Heureusement, il arrive de découvrir que la santé de la personne n’est finalement pas si mauvaise que ça et tant mieux. Ce sont plutôt de bonnes nouvelles. » ajoute Pierre Ryckmans.

Malgré tous ces constats, personne n’a une réelle vue sur les causes de décès, à Bruxelles, que ce soit en rue ou en maison d’accueil. C’est pourquoi nous proposons de faire des enquêtes plus systématiques sur les causes de décès (prématurés).

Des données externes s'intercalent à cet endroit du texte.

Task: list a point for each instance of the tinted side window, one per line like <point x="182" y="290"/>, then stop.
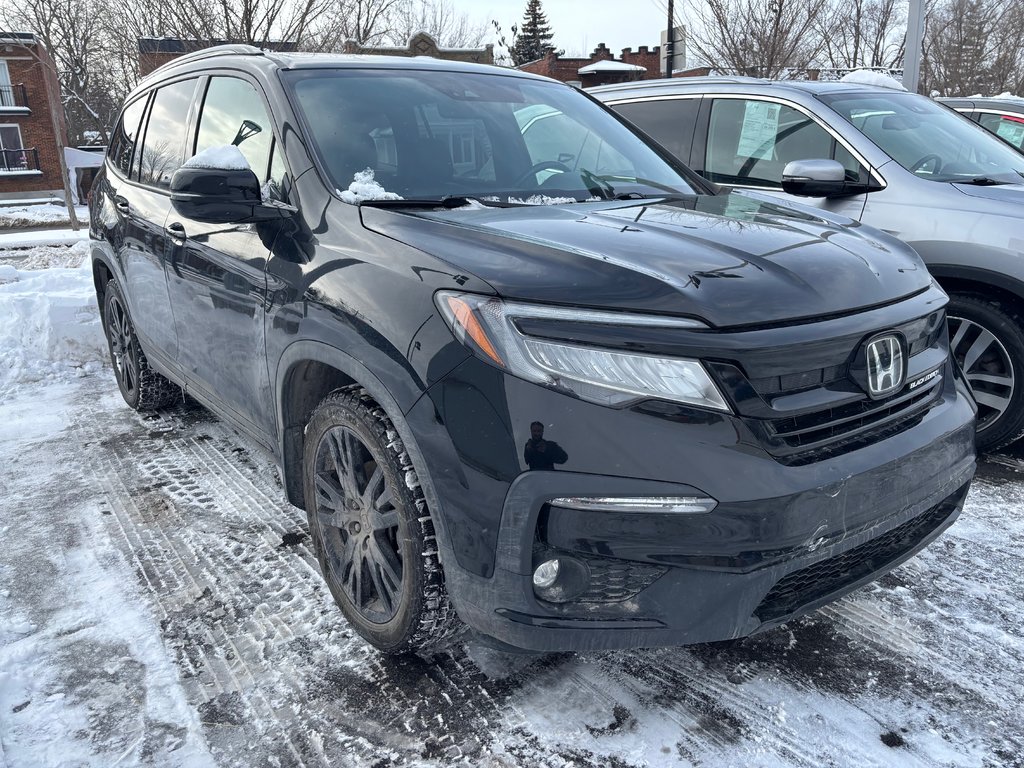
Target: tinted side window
<point x="163" y="150"/>
<point x="1008" y="127"/>
<point x="233" y="114"/>
<point x="670" y="122"/>
<point x="126" y="135"/>
<point x="750" y="142"/>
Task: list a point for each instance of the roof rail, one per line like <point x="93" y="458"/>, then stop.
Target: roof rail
<point x="230" y="49"/>
<point x="669" y="82"/>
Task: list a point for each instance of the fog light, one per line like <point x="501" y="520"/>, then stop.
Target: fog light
<point x="546" y="573"/>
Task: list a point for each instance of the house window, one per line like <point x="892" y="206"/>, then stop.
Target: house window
<point x="6" y="91"/>
<point x="12" y="157"/>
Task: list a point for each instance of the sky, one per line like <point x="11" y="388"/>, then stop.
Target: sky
<point x="580" y="26"/>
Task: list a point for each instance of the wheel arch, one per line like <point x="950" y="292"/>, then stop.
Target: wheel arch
<point x="102" y="272"/>
<point x="306" y="373"/>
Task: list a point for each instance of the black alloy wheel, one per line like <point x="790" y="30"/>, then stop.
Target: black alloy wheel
<point x="987" y="340"/>
<point x="141" y="387"/>
<point x="358" y="524"/>
<point x="371" y="528"/>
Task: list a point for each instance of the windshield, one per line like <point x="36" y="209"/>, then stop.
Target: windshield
<point x="927" y="138"/>
<point x="430" y="135"/>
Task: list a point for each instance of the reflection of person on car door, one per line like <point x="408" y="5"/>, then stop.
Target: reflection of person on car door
<point x="542" y="454"/>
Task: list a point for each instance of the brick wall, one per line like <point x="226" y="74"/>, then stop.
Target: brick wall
<point x="154" y="52"/>
<point x="27" y="64"/>
<point x="567" y="70"/>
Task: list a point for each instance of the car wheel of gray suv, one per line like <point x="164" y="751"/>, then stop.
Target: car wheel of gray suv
<point x="986" y="339"/>
<point x="371" y="528"/>
<point x="142" y="388"/>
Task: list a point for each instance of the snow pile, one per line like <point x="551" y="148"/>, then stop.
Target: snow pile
<point x="365" y="187"/>
<point x="46" y="257"/>
<point x="225" y="157"/>
<point x="50" y="326"/>
<point x="41" y="238"/>
<point x="868" y="77"/>
<point x="39" y="214"/>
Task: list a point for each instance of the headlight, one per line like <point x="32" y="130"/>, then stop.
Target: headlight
<point x="604" y="376"/>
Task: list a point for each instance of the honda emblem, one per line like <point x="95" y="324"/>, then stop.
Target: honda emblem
<point x="886" y="371"/>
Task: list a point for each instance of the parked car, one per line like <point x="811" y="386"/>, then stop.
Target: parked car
<point x="1004" y="117"/>
<point x="896" y="161"/>
<point x="523" y="370"/>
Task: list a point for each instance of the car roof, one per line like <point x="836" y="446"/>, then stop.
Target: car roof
<point x="235" y="54"/>
<point x="700" y="83"/>
<point x="1012" y="104"/>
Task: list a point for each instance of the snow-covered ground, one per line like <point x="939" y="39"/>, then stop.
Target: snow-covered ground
<point x="159" y="605"/>
<point x="39" y="214"/>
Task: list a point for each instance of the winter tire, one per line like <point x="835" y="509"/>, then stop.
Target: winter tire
<point x="142" y="388"/>
<point x="371" y="528"/>
<point x="986" y="339"/>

Si nous ne connaissons pas ce que nous combattons, nous ne pourrons pas avancer.

 

Accès aux soins de santé

Avec Infirmiers de rue à Bruxelles, en 2021, nous avons administrés 1047 soins, conseils et transferts : tous les trois sont dispensés lors d’une rencontre.

  • Soins : pansements réalisés, utilisation de lingettes, application de pommade, massages, douches, pédicures, etc.
  • Conseils : sur l’alimentation, l’hygiène, les questions sociales, etc.
  • Transferts : proposer à la personne qu’elle se rende vers une structure médicale.

Pour 12 patients, nous avons dû faire des démarches pour les reconnecter avec un médecin traitant. Pour 10 patients, nous avons dû faire ces mêmes démarches, mais pour les mettre en connexion avec un psychiatre. Et finalement, pour 8 patients, nous avons obtenu une carte santé.